15 Ciri-ciri Penyakit Diabetes pada Wanita, Termasuk Ketiak Hitam

JAKARTA – Ciri-ciri diabetes mellitus pada wanita dapat memengaruhi kualitas hidup. Penting untuk mewaspadai gejala-gejala yang disebutkan lalu segera melakukan pemeriksaan medis apabila ada tanda-tanda yang dimaksud mencurigakan.
Diabetes adalah kondisi medis kronis yang dimaksud memengaruhi kemampuan tubuh untuk mengatur kadar gula darah. Meskipun gejala hiperglikemia secara umum dapat terjadi pada siapa saja, ada beberapa tanda serta ciri khusus yang mungkin saja lebih banyak kerap muncul pada wanita.

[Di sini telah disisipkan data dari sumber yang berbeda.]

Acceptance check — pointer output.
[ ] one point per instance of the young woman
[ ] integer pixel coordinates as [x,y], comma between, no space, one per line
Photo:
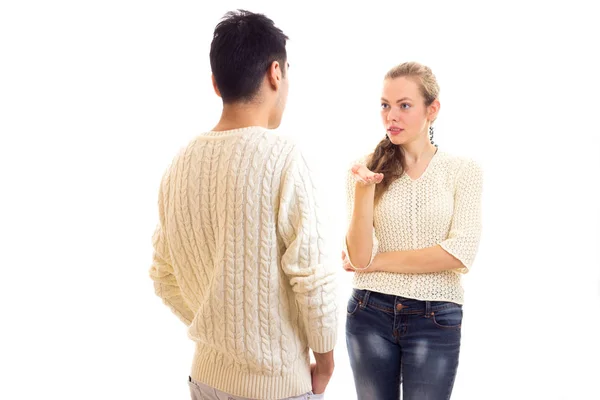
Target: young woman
[415,222]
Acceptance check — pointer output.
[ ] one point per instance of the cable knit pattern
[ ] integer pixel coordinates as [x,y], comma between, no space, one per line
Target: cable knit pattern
[239,258]
[441,207]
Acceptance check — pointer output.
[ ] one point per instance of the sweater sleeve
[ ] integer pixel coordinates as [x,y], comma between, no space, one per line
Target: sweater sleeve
[465,229]
[350,191]
[304,261]
[161,272]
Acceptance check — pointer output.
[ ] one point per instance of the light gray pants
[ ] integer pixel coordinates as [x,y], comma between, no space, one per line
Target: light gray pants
[200,391]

Mengenali ciri-ciri penyakit gula sejak dini sangat penting agar penanganan dapat diadakan sebelum terjadi komplikasi serius. Mengadopsi gaya hidup sehat, termasuk diet seimbang kemudian olahraga teratur, sangat penting bagi wanita untuk menjaga kadar gula darah masih normal.
Berikut adalah ciri-ciri penyakit penyakit gula pada wanita dilansir dari Health Line, Hari Sabtu (10/8/2024).
15 Ciri-ciri Penyakit Diabetes pada Wanita
1. Sering Buang Air Kecil (Poliuria)
Salah satu gejala umum penyakit gula adalah banyak buang air kecil, teristimewa di tempat waktu malam hari. Ini adalah terjadi akibat ginjal berjuang membuang kelebihan gula dari darah melalui urine.
2. Rasa Haus yang digunakan Berlebihan (Polidipsia)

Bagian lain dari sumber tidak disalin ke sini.